Coltivare la cannabis non è più un reato: ecco quando è legale

La marijuana legale si è ormai diffusa nel nostro Paese in modo legale: questo spiega il motivo per il quale è aumentata in maniera consistente la tendenza a ricorrere a coltivazioni indoor, che hanno preso piede soprattutto tra i consumatori abituali e tra gli assuntori. I provvedimenti più recenti che sono stati adottati dalla legge italiana, infatti, hanno consentito di iniziare ad autoprodurre cannabis, ovviamente a condizione che essa sia destinata a uso personale. Insomma, le coltivazioni cannabis sono lecite, ma solo se si rispettano con la massima attenzione tutte le regole che le rendono legali.

Quando coltivare la cannabis è legale

Le coltivazioni di cannabis rientrano nel perimetro della legge, e dunque sono consentite, solo se si selezionano e si utilizzano dei semi di cannabis certificati di tipo light: per essere chiari, sono quelli che fanno parte delle varietà di marijuana che sono state indicate dal Ministero delle Politiche Agricole nel catalogo comune in base all’articolo 17 della direttiva CE 53 del 2002. In base a queste direttive, è necessario che le varietà di marijuana per essere considerate legali abbiano una concentrazione di THC non superiore allo 0.2%, anche se in realtà è previsto un margine di tolleranza fino allo 0.6%. Rispettando tali limiti, di conseguenza, non si correrà il pericolo di incappare in provvedimenti penali che potrebbero essere previsti nei confronti di chi non rispetta la legge. Nel nostro Paese è possibile coltivare in casa la cannabis a patto che tale pratica sia destinata unicamente a un uso personale e preveda il ricorso a un numero minimo di piante. Il quadro normativo di riferimento da questo punto di vista è rappresentato dalla sentenza del 19 dicembre dello scorso anno della Corte di Cassazione, attraverso la quale è stato dato il la alle attività di coltivazione.


Come si deve coltivare

Si parla, nello specifico, di coltivazioni di dimensioni minime che devono essere effettuate in forma domestica.
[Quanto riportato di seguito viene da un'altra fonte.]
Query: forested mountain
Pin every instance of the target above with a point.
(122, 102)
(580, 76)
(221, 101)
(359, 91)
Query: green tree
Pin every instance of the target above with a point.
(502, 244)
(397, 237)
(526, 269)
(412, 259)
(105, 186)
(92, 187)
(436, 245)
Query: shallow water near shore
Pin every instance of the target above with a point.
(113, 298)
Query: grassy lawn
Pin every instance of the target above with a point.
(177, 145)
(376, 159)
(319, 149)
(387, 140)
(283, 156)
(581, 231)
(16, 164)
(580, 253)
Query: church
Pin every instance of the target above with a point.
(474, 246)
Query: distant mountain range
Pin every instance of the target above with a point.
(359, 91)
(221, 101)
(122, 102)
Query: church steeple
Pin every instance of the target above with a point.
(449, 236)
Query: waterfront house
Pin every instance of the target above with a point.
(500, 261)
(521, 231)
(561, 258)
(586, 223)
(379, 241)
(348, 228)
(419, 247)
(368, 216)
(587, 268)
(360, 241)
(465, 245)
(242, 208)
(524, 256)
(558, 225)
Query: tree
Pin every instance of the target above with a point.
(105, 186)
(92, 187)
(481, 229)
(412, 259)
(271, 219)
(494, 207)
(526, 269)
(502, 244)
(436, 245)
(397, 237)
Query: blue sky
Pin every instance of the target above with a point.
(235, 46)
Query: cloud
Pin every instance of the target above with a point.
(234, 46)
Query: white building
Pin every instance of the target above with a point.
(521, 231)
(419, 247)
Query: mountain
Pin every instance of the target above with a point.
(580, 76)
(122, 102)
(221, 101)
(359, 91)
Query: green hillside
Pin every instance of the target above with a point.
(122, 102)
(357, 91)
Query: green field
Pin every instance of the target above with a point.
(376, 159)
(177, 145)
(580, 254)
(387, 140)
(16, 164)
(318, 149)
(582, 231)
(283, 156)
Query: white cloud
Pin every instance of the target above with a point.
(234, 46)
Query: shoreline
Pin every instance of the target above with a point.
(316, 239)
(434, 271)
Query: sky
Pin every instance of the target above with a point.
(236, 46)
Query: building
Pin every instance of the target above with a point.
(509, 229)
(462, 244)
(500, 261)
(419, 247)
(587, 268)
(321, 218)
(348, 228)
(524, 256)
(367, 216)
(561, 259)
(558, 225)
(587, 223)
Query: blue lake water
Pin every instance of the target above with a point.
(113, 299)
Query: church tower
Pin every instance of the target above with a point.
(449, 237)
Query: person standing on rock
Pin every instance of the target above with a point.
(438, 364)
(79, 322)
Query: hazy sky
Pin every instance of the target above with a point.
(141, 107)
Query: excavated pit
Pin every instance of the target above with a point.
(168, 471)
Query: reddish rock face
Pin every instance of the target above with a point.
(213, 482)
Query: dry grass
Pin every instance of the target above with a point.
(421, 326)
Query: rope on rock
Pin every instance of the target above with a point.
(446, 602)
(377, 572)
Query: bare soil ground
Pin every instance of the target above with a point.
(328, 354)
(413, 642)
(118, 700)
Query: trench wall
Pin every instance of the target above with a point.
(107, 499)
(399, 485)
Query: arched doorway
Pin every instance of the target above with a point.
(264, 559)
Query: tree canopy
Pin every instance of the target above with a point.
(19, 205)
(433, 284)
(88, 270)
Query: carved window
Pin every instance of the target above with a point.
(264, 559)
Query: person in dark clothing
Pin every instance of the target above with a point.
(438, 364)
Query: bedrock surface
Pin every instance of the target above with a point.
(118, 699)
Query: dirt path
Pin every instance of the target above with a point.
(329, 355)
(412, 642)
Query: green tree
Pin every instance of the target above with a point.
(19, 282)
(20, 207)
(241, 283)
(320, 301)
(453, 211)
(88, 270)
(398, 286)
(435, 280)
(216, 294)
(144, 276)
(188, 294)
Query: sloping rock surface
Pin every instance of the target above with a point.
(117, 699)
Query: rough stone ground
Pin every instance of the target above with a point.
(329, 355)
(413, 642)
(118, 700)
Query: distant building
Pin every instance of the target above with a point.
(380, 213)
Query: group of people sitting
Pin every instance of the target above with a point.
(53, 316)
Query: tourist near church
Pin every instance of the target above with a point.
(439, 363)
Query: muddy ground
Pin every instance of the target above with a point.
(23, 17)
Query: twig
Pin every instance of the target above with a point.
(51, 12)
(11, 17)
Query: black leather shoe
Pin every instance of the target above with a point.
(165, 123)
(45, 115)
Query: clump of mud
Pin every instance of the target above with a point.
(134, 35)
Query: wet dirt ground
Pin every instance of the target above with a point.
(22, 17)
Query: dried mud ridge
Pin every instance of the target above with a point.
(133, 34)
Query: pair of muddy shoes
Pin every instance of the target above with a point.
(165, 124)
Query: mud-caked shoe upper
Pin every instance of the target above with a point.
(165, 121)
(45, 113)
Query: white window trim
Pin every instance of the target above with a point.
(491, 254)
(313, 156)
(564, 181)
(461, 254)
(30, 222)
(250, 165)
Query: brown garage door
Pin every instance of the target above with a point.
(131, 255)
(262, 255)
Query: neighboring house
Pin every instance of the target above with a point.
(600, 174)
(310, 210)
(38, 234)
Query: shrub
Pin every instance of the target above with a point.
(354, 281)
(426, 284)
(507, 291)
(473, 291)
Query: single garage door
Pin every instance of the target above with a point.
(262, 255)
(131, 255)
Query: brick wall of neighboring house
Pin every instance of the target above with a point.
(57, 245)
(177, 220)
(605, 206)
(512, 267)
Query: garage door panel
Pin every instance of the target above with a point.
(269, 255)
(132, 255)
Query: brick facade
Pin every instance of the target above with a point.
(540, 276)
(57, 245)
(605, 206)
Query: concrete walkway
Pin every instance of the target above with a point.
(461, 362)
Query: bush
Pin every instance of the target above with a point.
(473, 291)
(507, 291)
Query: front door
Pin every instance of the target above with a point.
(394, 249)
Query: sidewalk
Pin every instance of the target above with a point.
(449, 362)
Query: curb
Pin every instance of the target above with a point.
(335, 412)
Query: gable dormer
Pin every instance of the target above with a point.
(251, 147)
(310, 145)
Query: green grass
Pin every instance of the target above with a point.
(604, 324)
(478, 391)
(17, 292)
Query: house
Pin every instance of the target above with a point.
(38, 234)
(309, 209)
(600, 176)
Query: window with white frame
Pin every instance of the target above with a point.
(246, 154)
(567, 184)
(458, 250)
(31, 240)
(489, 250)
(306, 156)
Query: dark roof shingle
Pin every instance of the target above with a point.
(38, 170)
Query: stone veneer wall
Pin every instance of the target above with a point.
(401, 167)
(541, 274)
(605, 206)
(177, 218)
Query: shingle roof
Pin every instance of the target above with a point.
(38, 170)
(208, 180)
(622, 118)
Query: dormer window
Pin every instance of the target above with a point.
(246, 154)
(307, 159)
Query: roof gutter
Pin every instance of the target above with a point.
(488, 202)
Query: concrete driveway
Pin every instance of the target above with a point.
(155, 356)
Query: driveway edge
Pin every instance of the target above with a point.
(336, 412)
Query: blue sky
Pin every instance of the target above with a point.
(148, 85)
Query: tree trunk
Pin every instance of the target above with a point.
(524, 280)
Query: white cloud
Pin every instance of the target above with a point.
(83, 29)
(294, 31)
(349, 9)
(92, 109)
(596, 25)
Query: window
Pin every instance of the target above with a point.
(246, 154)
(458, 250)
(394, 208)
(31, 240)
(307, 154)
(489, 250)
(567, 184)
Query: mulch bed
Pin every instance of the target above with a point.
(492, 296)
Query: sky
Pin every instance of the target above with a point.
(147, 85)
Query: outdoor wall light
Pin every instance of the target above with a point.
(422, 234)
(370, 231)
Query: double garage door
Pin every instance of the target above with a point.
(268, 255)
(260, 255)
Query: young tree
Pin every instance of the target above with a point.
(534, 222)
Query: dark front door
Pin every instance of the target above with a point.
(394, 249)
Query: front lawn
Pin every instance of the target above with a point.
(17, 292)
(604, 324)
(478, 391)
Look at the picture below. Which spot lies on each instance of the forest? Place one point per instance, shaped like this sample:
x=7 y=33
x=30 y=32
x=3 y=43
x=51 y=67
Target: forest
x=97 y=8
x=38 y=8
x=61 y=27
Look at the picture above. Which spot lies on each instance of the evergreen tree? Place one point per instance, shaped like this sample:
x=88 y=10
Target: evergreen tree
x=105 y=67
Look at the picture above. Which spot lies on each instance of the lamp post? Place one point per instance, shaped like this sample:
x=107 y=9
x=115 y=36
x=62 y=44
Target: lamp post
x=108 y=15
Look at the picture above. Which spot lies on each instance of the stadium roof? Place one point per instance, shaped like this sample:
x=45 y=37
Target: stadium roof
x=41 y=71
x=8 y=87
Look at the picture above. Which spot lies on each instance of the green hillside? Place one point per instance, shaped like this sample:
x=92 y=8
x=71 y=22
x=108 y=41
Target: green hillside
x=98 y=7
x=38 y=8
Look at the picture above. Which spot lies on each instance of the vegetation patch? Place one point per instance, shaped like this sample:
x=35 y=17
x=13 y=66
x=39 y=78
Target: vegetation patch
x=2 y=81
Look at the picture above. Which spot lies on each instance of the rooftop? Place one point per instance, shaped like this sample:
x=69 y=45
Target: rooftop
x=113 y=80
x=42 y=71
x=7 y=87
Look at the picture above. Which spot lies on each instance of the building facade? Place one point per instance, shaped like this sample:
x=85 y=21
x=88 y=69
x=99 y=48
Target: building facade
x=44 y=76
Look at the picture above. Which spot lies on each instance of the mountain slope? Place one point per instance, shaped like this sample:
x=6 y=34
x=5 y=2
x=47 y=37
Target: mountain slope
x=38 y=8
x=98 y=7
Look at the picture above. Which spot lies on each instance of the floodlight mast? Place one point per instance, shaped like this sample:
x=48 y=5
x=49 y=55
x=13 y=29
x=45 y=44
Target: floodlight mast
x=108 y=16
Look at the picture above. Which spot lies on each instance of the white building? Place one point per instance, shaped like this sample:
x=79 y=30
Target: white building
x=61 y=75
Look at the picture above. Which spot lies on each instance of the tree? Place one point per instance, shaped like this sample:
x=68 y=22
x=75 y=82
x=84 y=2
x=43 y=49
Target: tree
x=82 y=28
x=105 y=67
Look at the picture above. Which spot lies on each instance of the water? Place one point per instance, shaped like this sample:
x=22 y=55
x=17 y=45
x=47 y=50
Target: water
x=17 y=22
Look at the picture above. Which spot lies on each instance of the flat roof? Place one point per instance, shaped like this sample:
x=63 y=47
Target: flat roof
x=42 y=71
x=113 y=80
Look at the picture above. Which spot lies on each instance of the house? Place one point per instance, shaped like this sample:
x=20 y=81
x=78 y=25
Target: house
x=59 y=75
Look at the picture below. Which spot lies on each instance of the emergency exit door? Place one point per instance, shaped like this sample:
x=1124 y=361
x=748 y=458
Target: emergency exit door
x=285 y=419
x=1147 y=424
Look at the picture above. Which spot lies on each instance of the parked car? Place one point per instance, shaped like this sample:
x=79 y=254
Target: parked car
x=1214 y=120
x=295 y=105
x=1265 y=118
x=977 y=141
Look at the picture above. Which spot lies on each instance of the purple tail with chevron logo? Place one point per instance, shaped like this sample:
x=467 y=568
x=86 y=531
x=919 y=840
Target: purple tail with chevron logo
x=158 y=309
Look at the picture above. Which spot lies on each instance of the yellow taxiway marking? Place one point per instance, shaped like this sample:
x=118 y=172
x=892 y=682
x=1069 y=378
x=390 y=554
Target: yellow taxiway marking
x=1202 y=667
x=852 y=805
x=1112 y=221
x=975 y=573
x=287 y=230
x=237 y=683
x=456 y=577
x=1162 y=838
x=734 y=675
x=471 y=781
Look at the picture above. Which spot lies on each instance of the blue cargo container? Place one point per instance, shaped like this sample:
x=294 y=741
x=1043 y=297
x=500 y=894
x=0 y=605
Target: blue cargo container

Esse non sono ritenute in grado di integrare il mercato degli stupefacenti per effetto del numero ridotto di piante, da cui si potrebbe ricavare una quantità di prodotto modesta, e del carattere rudimentale delle tecniche che vengono adottate. Insomma, tutti fattori che mettono in chiaro come si tratti di una produzione finalizzata solo all’uso personale da parte di chi coltiva. In principio, a dir la verità, si erano palesati dei dubbi a proposito della effettiva efficacia drogante che caratterizza le infiorescenze.

Quali sono le sostanze stupefacenti

Si riteneva, infatti, che le infiorescenze prodotte dovessero essere equiparate a delle vere e proprie sostanze stupefacenti, ma la Corte di Cassazione si è espressa in merito in modo chiaro: la coltivazione domestica, in sostanza, è stata esclusa dall’ambito in cui la legge penale si applica, sempre che siano rispettate in modo meticoloso le condizioni evidenziate. Questo tema in passato era stato oggetto di esame anche da parte della Corte Costituzionale, che però aveva ribadito il divieto di coltivare la cannabis: chi fosse stato colto con le mani nel sacco, e cioè sorpreso a violare tale divieto, sarebbe stato perseguito a livello penale, al di là della quantità di principi attivi e del numero di piante.

Il parere della Corte Costituzionale

La Corte Costituzionale, quindi, aveva proibito le coltivazioni a uso personale, ritenendo che tale pratica, riguardando piante da cui si possono estrarre senza difficoltà i principi attivi delle sostanze stupefacenti, doveva essere ritenuta una potenziale minaccia per la salute pubblica, oltre che una benzina preoccupante per lo spaccio.

Cosa ha deciso la Cassazione

La stessa Corte di Cassazione si è resa protagonista di un clamoroso dietrofront: in un primo momento, infatti, aveva condiviso i principi giuridici espressi dalla Consulta, indicando come la coltivazione di marijuana fosse suscettibile di provvedimenti penali in qualunque caso, anche in dosi modeste. Poi è arrivata la sentenza del dicembre 2019 che ha cambiato le carte in tavola. Ciò non toglie, comunque, che debbano sempre essere rispettate le prescrizioni contenute nella Legge 242 del 2016, nella quale vengono indicate tutte le condizioni a cui attenersi per le coltivazioni e le varietà di marijuana che possono essere utilizzate per questo fine. Ora le coltivazioni domestiche di esigue quantità non sono più perseguibili penalmente.